All heat pumps will perform a defrost cycle eventually when operating in cold winter conditions. The defrost mode removes ice build up from the outdoor unit. In defrost mode the heat pump stops heating for short periods. Intervals for the defrost cycle can last up to 15 minutes. Some heat pump brands spend longer in defrost than others.
This is part of what makes Mitsubishi Electric Heat Pumps + HyperCore® so efficient, more heating and less defrost cycles. With a Mitsubishi Electric heat pump you get more heat and less defrost cycles, which means less overall power usage and higher, real energy efficiency.
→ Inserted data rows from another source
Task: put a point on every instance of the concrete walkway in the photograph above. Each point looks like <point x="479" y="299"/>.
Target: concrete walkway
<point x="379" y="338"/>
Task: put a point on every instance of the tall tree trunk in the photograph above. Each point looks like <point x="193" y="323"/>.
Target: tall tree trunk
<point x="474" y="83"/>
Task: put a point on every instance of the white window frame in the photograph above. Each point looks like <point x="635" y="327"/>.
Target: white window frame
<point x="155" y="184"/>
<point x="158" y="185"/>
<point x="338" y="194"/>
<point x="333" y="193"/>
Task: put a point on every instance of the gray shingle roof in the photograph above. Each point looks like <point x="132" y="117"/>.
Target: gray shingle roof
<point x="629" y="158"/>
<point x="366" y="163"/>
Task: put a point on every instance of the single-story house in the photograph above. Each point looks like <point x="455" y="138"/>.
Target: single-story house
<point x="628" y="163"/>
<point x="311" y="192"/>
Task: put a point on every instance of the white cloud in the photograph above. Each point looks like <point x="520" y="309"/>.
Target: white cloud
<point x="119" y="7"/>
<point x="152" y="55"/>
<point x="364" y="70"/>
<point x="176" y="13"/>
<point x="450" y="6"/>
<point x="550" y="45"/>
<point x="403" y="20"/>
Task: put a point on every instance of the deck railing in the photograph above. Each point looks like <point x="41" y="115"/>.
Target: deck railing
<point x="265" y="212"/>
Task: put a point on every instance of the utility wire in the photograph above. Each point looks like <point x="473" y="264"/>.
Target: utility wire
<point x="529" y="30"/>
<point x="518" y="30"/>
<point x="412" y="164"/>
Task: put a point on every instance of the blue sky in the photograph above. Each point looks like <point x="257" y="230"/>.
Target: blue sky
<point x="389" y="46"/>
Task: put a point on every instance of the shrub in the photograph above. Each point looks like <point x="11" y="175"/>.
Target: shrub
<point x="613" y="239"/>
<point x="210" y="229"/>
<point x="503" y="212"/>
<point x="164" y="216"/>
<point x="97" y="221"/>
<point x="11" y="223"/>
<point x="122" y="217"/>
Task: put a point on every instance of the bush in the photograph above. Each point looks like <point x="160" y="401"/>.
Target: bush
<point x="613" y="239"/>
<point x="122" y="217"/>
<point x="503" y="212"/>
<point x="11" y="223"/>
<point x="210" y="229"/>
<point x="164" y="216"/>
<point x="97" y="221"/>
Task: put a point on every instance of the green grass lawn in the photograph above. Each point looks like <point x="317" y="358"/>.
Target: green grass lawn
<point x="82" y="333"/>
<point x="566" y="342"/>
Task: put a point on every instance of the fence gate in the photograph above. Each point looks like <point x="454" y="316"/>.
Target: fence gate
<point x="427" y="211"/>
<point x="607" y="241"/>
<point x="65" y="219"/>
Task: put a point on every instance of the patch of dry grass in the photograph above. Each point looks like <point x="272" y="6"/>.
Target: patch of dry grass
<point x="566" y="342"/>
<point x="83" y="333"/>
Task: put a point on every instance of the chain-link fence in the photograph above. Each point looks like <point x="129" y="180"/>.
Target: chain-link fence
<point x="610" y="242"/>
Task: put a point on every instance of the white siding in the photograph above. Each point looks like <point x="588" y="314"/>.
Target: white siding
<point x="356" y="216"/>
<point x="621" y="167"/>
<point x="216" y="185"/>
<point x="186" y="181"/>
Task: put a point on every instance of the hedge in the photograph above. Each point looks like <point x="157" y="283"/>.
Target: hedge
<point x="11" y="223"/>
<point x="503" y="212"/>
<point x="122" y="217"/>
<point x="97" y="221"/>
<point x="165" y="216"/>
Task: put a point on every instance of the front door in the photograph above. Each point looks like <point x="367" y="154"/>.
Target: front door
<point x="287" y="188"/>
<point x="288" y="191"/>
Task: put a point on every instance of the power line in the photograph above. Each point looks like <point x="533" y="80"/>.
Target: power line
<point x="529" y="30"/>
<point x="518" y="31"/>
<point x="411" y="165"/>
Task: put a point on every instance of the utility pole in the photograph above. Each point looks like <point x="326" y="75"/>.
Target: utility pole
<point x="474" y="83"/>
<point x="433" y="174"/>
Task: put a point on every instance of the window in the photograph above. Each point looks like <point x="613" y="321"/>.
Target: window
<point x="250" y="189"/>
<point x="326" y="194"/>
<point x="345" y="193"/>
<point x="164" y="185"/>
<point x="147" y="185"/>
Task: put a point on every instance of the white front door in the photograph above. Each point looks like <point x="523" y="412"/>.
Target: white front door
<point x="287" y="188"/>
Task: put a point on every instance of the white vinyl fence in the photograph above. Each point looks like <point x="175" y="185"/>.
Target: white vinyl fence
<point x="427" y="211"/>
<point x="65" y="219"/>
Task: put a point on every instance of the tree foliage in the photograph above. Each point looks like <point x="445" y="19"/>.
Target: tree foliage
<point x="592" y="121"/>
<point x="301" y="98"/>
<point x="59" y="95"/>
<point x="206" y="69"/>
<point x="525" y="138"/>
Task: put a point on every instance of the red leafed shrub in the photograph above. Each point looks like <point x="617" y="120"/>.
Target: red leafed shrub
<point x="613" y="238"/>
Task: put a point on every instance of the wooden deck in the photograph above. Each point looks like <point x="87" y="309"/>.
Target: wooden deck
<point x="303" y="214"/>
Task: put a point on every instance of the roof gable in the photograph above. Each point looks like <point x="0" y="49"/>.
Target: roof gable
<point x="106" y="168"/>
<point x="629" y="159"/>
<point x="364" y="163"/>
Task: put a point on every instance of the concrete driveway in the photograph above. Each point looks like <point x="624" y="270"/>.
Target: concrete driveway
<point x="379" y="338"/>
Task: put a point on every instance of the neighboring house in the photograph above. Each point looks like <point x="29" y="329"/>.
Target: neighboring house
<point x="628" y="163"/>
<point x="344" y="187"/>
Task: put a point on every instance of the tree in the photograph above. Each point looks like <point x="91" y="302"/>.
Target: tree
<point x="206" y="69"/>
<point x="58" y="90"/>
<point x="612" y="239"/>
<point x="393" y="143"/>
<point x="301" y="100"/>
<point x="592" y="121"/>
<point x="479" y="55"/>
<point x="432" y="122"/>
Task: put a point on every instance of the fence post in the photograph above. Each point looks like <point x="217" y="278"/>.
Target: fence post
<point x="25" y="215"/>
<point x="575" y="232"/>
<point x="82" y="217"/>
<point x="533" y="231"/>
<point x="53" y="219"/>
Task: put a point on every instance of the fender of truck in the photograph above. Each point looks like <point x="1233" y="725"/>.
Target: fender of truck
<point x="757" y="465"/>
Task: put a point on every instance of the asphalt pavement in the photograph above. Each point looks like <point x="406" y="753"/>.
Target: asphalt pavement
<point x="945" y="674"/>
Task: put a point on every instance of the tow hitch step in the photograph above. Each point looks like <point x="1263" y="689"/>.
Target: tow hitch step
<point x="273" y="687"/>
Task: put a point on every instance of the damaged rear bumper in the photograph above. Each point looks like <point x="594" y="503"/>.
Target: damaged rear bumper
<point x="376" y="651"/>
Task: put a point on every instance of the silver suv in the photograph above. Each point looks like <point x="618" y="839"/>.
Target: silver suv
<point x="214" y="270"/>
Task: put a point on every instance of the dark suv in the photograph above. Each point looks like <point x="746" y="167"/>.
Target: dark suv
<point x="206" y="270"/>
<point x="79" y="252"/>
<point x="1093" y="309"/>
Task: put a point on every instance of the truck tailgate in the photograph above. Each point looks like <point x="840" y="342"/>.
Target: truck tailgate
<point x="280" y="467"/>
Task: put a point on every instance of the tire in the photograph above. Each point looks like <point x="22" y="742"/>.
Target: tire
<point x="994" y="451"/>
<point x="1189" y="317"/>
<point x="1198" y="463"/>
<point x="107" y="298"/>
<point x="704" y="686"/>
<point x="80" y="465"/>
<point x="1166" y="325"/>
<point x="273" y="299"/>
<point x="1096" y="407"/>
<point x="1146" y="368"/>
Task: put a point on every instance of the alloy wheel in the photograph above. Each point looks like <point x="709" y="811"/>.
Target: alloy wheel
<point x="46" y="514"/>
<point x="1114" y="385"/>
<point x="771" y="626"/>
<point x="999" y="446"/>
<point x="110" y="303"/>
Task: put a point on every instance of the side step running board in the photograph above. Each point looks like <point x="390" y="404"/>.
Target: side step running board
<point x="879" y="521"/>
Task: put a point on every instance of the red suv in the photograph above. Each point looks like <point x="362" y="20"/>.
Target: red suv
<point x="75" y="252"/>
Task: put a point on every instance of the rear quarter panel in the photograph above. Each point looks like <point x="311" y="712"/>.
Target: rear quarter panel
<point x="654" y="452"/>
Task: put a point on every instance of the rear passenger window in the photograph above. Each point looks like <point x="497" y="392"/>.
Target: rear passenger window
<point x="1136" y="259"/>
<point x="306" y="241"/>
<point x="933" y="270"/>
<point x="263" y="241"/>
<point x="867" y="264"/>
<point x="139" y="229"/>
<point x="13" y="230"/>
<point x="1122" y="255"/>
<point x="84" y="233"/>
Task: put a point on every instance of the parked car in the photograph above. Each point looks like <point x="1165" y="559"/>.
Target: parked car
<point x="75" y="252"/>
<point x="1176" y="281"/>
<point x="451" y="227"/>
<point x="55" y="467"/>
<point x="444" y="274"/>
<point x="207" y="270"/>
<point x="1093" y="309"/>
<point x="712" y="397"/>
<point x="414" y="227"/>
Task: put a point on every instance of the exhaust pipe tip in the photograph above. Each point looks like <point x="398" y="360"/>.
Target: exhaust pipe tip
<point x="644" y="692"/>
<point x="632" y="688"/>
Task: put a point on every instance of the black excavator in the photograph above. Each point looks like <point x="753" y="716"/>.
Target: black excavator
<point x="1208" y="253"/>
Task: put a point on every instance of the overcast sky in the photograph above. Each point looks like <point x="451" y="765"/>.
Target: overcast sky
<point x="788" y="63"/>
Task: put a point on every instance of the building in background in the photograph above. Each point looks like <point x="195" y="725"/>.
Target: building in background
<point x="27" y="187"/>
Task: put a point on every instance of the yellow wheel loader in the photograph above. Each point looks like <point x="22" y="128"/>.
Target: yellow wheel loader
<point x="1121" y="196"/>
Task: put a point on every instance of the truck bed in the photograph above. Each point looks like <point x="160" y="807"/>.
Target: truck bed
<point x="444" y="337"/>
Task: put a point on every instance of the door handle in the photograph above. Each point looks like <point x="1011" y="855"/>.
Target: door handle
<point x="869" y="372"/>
The number on your remote doesn’t match the thermostat because it's more of a relative guide. Think of your heat pump as a comfort system, and set it for the number that keeps you comfortable.
The automatic fan setting is 100rpm less than fan speed 4. If the unit isn’t keeping up on auto mode, bump it up to fan setting 4.
Page 2 of the install manual says do not use dry mode for more than 2 hours with relative humidity under 80%, and never run it for more than 5 hours. If you need to use it longer, use AC instead of dry mode – it will not dehumidify as much, but it will pull some moisture from the air.
The iSee sensor changes the temperature based on occupancy (the temperature is lower when room is empty). If you find it’s cold in the morning just don’t use that sensor.
We recommend avoiding automatic mode especially with multiple heads on one outdoor unit because the unit will switch between heating and cooling to maintain the set temperature. Not all units will change modes at the same time which will prevent them from working. It is also less efficient because the unit may switch to heat mode on a cool summer night.
Powerful mode only runs for 15 minutes at a time.